The big day had arrived. I sat in the clinic waiting room with half a dozen other inmates. The stress was unbelievable, with all the finger drumming and foot tapping, it was like a Fred Astaire movie! Old magazines rustling but no one really reading, just trying to pass the time. The detailed vasectomy posters on the walls were not helping much either.

Finally my name was called. I undressed and put on the backless robe, what a stupid garment, who designed this shit! I mounted the operating table and was covered with the green sheet with a hole in it. Just what is the point of that, but I was beyond caring by this time.

In comes the surgeon, a woman! Not that it made any difference, just not what I was expecting. She took one look at me and said, "Hair remover cream?" "Uhuh".
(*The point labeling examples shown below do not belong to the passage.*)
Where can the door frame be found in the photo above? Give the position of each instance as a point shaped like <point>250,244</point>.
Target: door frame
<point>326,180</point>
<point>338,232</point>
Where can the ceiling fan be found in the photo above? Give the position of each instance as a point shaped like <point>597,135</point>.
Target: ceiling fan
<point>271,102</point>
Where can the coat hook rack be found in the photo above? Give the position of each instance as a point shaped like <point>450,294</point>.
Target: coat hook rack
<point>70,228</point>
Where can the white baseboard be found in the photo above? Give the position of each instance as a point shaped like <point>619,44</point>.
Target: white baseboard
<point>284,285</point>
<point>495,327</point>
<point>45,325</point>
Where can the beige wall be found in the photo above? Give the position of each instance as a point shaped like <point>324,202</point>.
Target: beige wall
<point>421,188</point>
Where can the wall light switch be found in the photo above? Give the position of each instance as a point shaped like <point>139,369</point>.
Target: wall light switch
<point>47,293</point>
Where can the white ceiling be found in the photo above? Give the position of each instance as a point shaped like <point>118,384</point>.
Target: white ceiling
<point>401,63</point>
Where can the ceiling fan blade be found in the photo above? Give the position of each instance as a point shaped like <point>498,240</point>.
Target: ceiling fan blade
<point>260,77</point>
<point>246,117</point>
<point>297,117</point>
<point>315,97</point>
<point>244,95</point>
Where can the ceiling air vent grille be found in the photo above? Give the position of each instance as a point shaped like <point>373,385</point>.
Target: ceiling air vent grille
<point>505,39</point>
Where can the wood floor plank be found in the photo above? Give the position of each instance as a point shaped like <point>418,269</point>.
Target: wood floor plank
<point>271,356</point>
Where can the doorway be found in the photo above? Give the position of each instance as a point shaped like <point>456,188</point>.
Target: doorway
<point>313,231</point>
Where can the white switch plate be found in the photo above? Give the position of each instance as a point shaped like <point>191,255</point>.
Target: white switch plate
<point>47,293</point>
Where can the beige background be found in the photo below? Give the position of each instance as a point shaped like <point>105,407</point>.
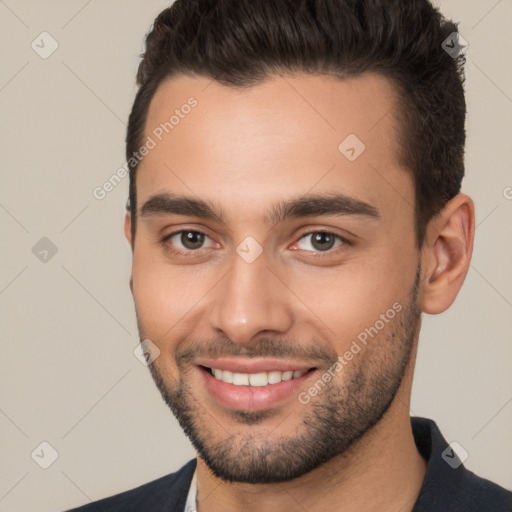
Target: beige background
<point>68,374</point>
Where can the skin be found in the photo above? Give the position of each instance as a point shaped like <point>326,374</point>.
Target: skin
<point>243,151</point>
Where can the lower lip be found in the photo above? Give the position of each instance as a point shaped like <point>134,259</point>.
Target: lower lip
<point>252,398</point>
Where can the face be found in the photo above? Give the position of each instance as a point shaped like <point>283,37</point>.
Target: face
<point>275,267</point>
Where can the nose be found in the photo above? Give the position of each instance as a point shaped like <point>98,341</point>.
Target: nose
<point>251,300</point>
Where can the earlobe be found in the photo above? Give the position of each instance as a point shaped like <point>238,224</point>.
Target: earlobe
<point>448,251</point>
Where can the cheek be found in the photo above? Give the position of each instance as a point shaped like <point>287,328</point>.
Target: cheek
<point>349,300</point>
<point>164,296</point>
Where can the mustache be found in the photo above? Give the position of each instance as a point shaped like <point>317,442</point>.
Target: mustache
<point>315,351</point>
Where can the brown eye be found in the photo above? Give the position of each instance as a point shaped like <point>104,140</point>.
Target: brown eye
<point>192,239</point>
<point>320,241</point>
<point>187,240</point>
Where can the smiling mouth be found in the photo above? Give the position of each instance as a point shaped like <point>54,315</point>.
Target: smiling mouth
<point>258,379</point>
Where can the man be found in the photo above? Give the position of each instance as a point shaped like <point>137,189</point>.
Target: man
<point>294,207</point>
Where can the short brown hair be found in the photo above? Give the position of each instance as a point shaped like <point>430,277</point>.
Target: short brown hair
<point>240,43</point>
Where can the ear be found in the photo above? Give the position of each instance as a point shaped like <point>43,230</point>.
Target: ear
<point>446,255</point>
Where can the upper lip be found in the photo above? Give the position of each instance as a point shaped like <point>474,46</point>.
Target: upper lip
<point>253,365</point>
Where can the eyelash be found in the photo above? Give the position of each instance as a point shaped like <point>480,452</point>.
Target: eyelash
<point>317,254</point>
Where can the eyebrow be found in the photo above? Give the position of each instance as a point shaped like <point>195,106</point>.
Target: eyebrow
<point>303,206</point>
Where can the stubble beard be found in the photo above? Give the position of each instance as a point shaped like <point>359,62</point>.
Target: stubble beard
<point>346,409</point>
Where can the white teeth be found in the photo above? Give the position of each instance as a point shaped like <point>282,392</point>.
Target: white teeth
<point>239,379</point>
<point>256,379</point>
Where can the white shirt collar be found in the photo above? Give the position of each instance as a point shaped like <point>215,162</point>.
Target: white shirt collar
<point>191,504</point>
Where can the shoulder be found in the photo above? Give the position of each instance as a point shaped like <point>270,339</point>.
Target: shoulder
<point>448,485</point>
<point>167,493</point>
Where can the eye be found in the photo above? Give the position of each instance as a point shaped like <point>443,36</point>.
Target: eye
<point>320,241</point>
<point>187,240</point>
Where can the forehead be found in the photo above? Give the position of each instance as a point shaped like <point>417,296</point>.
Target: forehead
<point>286,136</point>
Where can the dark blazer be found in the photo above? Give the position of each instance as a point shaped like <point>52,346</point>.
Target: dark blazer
<point>448,487</point>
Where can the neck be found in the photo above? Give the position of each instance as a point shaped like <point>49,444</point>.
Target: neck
<point>383,471</point>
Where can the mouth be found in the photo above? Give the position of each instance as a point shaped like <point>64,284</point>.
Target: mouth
<point>249,386</point>
<point>258,379</point>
She poured some of that brown stuff into a saucer and started painting the area with half inch decorators brush from a DIY store, moving things around, to make sure the area was well coated. After about thirty seconds, she said, "I think we'll move on with the anesthetic injection", that calmed things down!

Not much to be said about the operation itself. I was told to put my hands behind my head, relax and think of England. There was a lot of pulling and tugging and in less than ten minutes it was all over. I was told the anesthetic would wear off in about four hours and was given a couple of pain killers to take if necessary. "No sex for three days" I was told. Ha! Like I am going to wait three days before checking if everything still worked!
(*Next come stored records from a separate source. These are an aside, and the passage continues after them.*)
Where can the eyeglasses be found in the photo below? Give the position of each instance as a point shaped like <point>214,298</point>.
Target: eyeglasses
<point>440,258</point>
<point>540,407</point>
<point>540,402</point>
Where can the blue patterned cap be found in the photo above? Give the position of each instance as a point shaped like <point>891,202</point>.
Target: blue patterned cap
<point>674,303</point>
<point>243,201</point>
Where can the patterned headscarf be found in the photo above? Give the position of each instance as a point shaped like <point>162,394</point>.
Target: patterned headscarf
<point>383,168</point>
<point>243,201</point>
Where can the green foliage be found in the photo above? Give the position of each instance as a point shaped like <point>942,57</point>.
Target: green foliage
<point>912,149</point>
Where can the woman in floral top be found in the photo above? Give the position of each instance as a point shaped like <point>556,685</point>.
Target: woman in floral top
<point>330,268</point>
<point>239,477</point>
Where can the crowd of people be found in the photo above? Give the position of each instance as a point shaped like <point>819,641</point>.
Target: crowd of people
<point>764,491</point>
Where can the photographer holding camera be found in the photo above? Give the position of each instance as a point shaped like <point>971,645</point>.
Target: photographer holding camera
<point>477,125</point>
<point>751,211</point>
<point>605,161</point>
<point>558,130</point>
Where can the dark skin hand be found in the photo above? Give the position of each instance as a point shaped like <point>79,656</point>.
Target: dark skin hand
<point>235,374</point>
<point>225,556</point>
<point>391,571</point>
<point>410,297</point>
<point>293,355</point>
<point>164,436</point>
The four hours of extra anesthetic was handy as I had a brass band concert that evening and it would at least get me through the first half of the performance. I pushed my car seat as far back as it would go and drove home very carefully.

My mate Iain (blipper Euphemist) picked me up and drove us to the concert hall. I had already explained to Malcolm the conductor, that we would possibly be late and that I may not even be able to play, but I would try. We were indeed late, but we donned our fancy braided uniforms and bow ties and approached the stage from the side, hoping to sneak on without being noticed.

The conductor stopped the band, turned around to the audience and announced, "And here he is ladies and gentlemen, straight from the vasectomy operation, DAVE!!!!", to which the audience and band members erupted into tumultuous applause and cheers. So much for sneaking on, the conductor had related the whole story to the audience before we arrived.

My playing started off well enough, but as the anesthetic wore off, it became obvious that this was a bad idea and I was unable to play the second set. Everyone was very sympathetic and formed a protective ring around me in the bar after the concert, the last thing I needed was some drunk bumping into me.

At the clinic, before I left, I was given a 'sample' jar, which had to be posted back to the clinic after a week. I was told that it usually takes three weeks for the system to clear. Sure enough, after the first sample was sent, a package arrived with another jar and a letter explaining that I was not clear.

The second sample was a disaster, as I missed the jar and had to wait another two days. After that, I always checked the rim of the jar for burrs and sharp edges. Still positive.

The third week, we decided to have some fun with it and do the sample together. Never again, missed and wasted yet another two days. Still positive.

The fourth week, another package arrived to my disappointment. The letter explained that they could not test the sample as the lid had come off in transit. I really felt sorry for the poor postman, I wonder if he got paid extra for doing that round.

I can't remember exactly how many weeks it took before I got the all clear letter, more like eight weeks rather than the expected three or four. A few weeks later, we went to see a play called 'having a ball', all about the same thing. Hilarious! Made me realize that there was a book here, as everyone who has ever had the snip would have a story to tell, well I hope you were entertained by mine!